Wäre mir auch neu , ohne Kennzeichen. Nach meinem Kenntnissstand muss ab 4 PS ein Kennzeichen vorhanden sein.|bla:


----------



## ZanderSeifi (14. Dezember 2012)

*AW: Kennzeichenfrei bis 5PS ?*

Hallöchen,

kommt das nicht auch auf das Gewässer an ???

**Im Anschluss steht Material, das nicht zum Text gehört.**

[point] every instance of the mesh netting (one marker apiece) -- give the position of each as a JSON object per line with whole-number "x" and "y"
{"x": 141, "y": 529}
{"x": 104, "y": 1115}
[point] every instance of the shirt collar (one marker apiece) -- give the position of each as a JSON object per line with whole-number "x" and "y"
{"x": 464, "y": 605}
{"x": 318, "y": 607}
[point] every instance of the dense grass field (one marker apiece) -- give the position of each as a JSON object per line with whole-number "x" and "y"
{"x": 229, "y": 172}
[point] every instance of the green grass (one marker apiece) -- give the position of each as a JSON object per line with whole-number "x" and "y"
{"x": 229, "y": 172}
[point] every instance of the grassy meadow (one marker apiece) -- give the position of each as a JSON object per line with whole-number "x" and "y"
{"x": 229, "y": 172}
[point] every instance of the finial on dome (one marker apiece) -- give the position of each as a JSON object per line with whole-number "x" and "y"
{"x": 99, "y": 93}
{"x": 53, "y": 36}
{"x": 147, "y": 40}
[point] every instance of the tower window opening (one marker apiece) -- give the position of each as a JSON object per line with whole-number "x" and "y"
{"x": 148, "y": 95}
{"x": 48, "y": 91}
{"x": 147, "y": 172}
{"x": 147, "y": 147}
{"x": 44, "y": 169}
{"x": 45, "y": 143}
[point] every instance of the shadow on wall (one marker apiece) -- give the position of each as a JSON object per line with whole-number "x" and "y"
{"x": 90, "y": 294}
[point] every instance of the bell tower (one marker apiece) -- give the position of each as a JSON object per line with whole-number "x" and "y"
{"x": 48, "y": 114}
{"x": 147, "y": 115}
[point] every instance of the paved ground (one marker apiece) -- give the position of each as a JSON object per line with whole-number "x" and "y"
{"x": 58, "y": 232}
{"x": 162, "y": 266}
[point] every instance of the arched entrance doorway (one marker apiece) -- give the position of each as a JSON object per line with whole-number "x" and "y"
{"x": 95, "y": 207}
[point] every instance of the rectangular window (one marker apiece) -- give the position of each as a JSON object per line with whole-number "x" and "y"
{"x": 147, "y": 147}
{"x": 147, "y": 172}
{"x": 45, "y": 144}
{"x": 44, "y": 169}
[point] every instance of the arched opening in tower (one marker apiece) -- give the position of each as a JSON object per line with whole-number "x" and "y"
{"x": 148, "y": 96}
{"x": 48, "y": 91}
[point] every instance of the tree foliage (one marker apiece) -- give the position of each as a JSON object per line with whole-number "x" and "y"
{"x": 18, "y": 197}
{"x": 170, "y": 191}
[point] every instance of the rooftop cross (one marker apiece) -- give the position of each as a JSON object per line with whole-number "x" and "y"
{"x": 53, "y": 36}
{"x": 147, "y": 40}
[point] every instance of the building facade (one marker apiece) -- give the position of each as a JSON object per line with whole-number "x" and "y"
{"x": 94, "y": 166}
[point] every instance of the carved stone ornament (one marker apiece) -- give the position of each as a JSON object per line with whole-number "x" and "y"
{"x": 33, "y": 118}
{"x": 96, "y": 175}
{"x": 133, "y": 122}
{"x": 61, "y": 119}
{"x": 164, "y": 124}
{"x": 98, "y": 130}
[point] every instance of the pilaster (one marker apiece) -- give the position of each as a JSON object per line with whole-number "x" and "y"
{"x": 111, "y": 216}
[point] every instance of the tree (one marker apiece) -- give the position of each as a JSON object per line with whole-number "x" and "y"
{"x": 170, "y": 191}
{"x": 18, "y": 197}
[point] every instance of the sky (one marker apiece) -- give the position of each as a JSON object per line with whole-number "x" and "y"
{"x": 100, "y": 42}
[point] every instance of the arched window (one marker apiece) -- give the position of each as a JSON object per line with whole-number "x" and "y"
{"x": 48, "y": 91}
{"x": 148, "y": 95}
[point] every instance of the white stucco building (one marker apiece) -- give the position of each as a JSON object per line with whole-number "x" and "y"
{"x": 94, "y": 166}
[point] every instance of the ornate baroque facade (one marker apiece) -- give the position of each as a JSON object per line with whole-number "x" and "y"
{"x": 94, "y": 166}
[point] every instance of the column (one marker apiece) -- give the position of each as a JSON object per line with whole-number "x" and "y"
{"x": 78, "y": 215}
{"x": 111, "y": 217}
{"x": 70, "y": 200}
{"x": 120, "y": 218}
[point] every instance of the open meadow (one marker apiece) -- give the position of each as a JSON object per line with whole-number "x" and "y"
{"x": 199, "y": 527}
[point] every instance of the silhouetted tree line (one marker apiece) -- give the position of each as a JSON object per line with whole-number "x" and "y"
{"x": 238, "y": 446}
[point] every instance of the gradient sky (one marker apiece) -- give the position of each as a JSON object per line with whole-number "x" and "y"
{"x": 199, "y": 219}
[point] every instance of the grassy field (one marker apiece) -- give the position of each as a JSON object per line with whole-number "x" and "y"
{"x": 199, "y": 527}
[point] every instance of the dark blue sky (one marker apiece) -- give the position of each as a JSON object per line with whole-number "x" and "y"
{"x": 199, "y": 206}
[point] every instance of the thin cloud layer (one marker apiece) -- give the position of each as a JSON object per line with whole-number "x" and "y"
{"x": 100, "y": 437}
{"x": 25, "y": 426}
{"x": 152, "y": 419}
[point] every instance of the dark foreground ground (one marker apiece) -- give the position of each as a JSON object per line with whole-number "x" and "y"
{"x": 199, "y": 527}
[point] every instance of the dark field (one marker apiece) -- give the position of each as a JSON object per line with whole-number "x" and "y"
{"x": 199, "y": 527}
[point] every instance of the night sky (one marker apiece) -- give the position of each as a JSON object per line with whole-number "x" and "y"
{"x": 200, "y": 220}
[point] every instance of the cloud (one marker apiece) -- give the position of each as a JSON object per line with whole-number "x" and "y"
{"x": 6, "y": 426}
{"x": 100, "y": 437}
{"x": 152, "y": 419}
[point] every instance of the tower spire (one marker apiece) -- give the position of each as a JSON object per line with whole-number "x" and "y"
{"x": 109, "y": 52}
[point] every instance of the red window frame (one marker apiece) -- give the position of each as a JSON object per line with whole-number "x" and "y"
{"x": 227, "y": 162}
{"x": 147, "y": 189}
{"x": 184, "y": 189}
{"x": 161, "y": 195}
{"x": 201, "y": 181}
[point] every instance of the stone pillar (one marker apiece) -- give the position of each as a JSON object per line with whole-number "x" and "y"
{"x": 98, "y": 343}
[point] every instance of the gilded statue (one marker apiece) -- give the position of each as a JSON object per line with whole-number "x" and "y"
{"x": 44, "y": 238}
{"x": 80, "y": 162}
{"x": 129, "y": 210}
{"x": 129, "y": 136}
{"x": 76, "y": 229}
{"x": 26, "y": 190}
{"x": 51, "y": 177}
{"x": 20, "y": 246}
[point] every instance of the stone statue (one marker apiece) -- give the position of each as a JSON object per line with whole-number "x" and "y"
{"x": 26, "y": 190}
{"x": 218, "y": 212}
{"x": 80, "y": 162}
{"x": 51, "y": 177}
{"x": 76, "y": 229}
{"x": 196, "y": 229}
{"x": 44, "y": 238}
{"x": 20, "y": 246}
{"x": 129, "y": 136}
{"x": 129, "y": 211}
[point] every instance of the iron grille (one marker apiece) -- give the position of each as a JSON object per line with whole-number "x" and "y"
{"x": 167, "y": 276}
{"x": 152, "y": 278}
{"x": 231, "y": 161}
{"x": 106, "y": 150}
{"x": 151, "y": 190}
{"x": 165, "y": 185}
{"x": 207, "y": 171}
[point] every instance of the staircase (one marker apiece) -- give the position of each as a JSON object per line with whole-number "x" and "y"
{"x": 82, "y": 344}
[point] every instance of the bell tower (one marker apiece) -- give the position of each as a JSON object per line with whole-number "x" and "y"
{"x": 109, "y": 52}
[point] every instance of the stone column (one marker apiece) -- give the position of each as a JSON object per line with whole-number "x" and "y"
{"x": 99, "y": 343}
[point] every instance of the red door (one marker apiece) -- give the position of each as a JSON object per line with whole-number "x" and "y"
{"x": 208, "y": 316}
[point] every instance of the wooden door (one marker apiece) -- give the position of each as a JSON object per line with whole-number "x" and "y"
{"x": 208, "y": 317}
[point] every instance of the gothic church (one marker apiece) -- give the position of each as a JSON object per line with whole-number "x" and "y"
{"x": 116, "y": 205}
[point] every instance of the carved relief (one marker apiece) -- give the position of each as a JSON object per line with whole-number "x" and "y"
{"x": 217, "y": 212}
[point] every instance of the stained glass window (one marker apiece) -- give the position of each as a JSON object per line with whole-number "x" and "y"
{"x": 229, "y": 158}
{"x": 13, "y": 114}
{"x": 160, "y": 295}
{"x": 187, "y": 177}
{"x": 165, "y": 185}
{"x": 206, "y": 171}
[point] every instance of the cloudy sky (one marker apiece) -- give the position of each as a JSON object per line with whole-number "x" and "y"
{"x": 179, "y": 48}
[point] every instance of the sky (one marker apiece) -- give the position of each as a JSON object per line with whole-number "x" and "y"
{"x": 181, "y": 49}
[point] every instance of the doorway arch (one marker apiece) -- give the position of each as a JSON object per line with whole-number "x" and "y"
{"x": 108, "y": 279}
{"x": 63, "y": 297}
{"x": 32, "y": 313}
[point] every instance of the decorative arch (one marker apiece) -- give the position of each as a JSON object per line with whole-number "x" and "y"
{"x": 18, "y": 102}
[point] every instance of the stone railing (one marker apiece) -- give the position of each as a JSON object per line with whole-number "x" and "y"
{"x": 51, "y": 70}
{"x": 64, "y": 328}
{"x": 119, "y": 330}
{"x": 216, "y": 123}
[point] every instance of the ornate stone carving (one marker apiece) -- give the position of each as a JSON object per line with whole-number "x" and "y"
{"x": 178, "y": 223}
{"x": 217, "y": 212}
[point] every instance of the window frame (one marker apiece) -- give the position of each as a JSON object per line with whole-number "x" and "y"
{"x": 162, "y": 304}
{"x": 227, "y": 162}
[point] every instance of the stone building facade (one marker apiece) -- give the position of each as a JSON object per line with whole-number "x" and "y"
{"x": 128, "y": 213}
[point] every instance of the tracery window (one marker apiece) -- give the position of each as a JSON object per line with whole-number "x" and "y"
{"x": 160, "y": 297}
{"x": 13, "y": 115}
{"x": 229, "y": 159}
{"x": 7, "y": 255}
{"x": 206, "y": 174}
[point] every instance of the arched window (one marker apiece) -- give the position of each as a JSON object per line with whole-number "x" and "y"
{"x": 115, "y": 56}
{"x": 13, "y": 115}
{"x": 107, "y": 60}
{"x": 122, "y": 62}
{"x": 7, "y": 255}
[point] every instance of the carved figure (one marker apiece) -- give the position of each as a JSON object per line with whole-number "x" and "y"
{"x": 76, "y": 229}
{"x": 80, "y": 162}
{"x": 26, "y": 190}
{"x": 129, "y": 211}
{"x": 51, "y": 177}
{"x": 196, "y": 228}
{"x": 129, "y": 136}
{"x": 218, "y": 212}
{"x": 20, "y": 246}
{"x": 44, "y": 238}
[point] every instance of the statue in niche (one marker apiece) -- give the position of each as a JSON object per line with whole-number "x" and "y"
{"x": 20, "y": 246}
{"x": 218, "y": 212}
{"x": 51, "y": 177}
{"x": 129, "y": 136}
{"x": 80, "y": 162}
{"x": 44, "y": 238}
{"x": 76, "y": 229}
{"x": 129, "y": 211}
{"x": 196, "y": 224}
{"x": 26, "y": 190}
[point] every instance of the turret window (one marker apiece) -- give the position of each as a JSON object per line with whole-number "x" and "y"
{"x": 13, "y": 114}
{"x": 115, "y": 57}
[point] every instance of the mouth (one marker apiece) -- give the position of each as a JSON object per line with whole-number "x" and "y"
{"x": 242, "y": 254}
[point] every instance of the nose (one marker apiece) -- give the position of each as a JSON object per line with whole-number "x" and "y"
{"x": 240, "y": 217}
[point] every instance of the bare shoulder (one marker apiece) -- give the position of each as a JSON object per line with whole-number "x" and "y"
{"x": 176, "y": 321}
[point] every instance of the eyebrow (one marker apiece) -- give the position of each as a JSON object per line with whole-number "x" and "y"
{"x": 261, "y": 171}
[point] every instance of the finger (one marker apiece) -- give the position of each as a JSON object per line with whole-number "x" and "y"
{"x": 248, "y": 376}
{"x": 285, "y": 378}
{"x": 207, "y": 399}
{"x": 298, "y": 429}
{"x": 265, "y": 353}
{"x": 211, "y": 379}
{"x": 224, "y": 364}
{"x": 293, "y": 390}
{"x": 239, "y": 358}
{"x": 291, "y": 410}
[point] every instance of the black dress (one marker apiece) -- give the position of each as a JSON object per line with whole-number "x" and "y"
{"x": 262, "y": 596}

Habe ein Schlauchboot (2,70m) mit nem Elektromotor ( Rino VX 34 ) mit dem ich auf dem Bodensee fahre, und ich musste meine NR auf das Boot sichtbar draufbringen. 

MFG


----------



## Mozartkugel (14. Dezember 2012)

*AW: Kennzeichenfrei bis 5PS ?*

wie sieht es beim Außenborder mit irgendwelchen Untersuchungen z.B. TÜV aus? Gibt es da Auflagen bei 5PS?


----------



## Riesenangler (14. Dezember 2012)

*AW: Kennzeichenfrei bis 5PS ?*

Ich weiss es ja nicht wie es bei euch am Bodensee läuft . Also bei uns in BrB brauchen alle Wasserfahrzeuge ab 4 Ps eine Zulassung. Kann natürlich von Bundesland zu Bundesland unterschiedlich sein. In Berlin zum Beispiel brauchtest du generell einen Sportbootschein , egal wie stark dein Moto war . Hat sich dann aber mit der Reform erledigt.:m


----------



## Wuemmehunter (14. Dezember 2012)

*AW: Kennzeichenfrei bis 5PS ?*

http://www.elwis.de/Aktuelles/index.html

Hier sind die Infos amtlich und damit verbindlich!

Gruß
wuemmehunter


----------



## 17033rabe (14. Dezember 2012)

*AW: Kennzeichenfrei bis 5PS ?*

Hallo,

wie oben geschrieben betrifft der erste Absatz die Binnenschiffferstrassen, auf Seewasserstrassen(z.B.Boddengewässer Rügen ...) reicht Hafen und Name.
Bodensee unterliegt der Bodensee...Verordung, dann gibt es noch die Reihnschifffer.. Ordnung. Auf den Berliner Gewässern ist schon wieder eine ganz andere Festlegung für Anlieger gültig.Auf Seen die nicht diesen Verordnungen unterliegen können die Gemeinden abweichende Festlegungen treffen.
So muss z.B. auf dem Tolensesee bei Neubrandenburg jedes Sportboot(Kleinfahrzeug) eine Reg. Nr. besitzen, und diese ist dann nur für diesen See gültig.
Aber grundsätzlich für die Hauptbereiche Binnen und See... Ordnung stimmen meine oben gemachten angaben.
Auch die 2,21KW.
Ab 3,68 KW brauchte man einen "Führerschein".

Gruss Ralf


----------



## Dirk471 (14. Dezember 2012)

*AW: Kennzeichenfrei bis 5PS ?*

Ich denke bis 15 PS ist jetzt Führerscheinfrei


----------



## gründler (14. Dezember 2012)

*AW: Kennzeichenfrei bis 5PS ?*



Dirk471 schrieb:


> Ich denke bis 15 PS ist jetzt Führerscheinfrei


 
Rüüüchtig,es sind jetzt 15Ps Führerscheinfrei.

#h


----------



## Tommes63 (14. Dezember 2012)

*AW: Kennzeichenfrei bis 5PS ?*

Kennzeichnungspflicht ab 3 PS, egal welches Bundesland. Auf Seewasserstraßen keine Kennzeichnungspflicht. Nachzulesen hier:  http://www.elwis.de/Schifffahrtsrecht/index.html (etwas runter scrollen)
Ich verstehe das so, daß das auch für E Motoren gilt (ab 2,21 kw), vom Unterschied zwischen E und Benzinern steht da nix. Höchstens daß ein E Außenborder in Schubkraft (lbs) angegeben wird und keine kw Angabe hat.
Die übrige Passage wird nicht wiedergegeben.